The Two Actions That Make It Work
The first composite action — docker-build-or-tag — builds and pushes the image, tagging both latest and the abbreviated commit SHA.
# .github/actions/docker-build-or-tag/action.yml
runs:
using: composite
steps:
- uses: actions/checkout@v4
- uses: docker/login-action@v3
with:
registry: ghcr.io
username: januschung
password: ${{ inputs.token }}
- uses: docker/setup-buildx-action@v3
- uses: docker/build-push-action@v6
with:
push: true
platforms: linux/amd64,linux/arm64
context: ${{ inputs.dockerfile-dir }}
tags: |
ghcr.io/januschung/${{ inputs.image-name }}:${{ env.COMMIT_SHA }}
ghcr.io/januschung/${{ inputs.image-name }}:latest
Once the image is live in GHCR, the second composite action — update-deployment-repo — fires a repository_dispatch to the Argo CD repo, carrying a payload with the new tag, app name, and deployment type.
# .github/actions/update-deployment-repo/action.yml
runs:
using: composite
steps:
- uses: actions/create-github-app-token@v2
with:
app-id: ${{ inputs.app_id }}
private-key: ${{ inputs.private_key }}
owner: januschung
repository: argocd
- name: Trigger Argo CD repo dispatch
run: |
curl -sS -X POST \
-H "Authorization: token ${{ steps.app-token.outputs.token }}" \
-H "Accept: application/vnd.github.v3+json" \
https://api.github.com/repos/januschung/argocd/dispatches \
-d '{"event_type":"update-tag","client_payload":{"tag":"${{ env.COMMIT_SHA }}","app_name":"${{ inputs.app_name }}","deployment_type":"${{ inputs.deployment_type }}"}}'
Short-Lived Trust with GitHub App Tokens
The trigger uses a GitHub App instead of a personal access token — and that choice matters.

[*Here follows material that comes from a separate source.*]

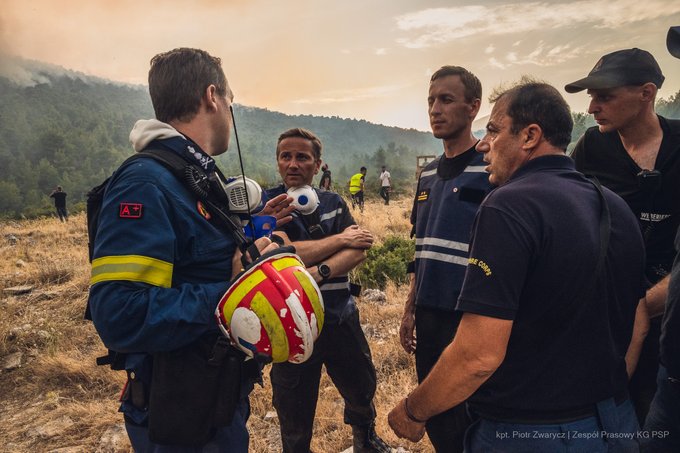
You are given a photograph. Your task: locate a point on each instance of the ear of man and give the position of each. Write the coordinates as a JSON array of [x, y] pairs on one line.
[[531, 137]]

Each workflow generates a short-lived installation token, valid for about an hour and scoped only to the Argo CD repository. There are no static credentials to rotate, no personal tokens hidden in secrets. It’s ephemeral trust: the token exists just long enough to update a manifest, then disappears.
It’s a small design detail, but it’s what turns automation into governance — a system that not only acts automatically, but acts responsibly.
Updating the Argo CD Repository
In the Argo CD repository, an update-tag.yaml workflow listens for the repository_dispatch event. It checks out the repo, modifies the Helm chart values.yaml, creates a pull request, and auto-merges it.
# .github/workflows/update-tag.yaml
on:
repository_dispatch:
types: [update-tag]
jobs:
update-tag:
runs-on: ubuntu-latest
steps:
- uses: actions/checkout@v5
- name: Install yq
run: |
sudo curl -sL https://github.com/mikefarah/yq/releases/latest/download/yq_linux_amd64 -o /usr/local/bin/yq
sudo chmod +x /usr/local/bin/yq
- name: Update image tag
run: |
cd lab/${{ github.event.client_payload.app_name }}/chart
yq -i ".${{ github.event.client_payload.deployment_type }}.image.tag = \"${{ github.event.client_payload.tag }}\"" values.yaml
- name: Create PR and enable auto-merge
uses: peter-evans/create-pull-request@v6
with:
commit-message: "Auto update image tag to ${{ github.event.client_payload.tag }}"
branch: auto/update-${{ github.event.client_payload.app_name }}
delete-branch: true
By the time the PR merges, Argo CD detects the manifest change and redeploys the updated image automatically. The workflow becomes a heartbeat — a small, invisible cycle that keeps the system alive and current.
Continuous Motion, Minimal Intervention
This is not about adding complexity; it’s about removing the last manual gesture. No human now decides when “latest” becomes “running.” The repository does.
The pattern scales naturally — every app can reuse the same pair of actions, regardless of language or build context. It’s self-similar, declarative, and composable — qualities that make GitOps more than just a pipeline.
The Jobwinner backend, the frontend UI, and even the photo app now move in rhythm. Each push ripples across the system, quietly, predictably.
Reflection
Each phase of this Odyssey has refined the boundaries between tools and intent. This one erases another — the point where CI ends and deployment begins.
From here, the next chapter will look outward again — installing Prometheus and Grafana, bringing visibility and voice to this living system. Metrics, logs, and dashboards that let the cluster tell its own story.
Somewhere between a commit and a container, between Git and light, the Odyssey continues.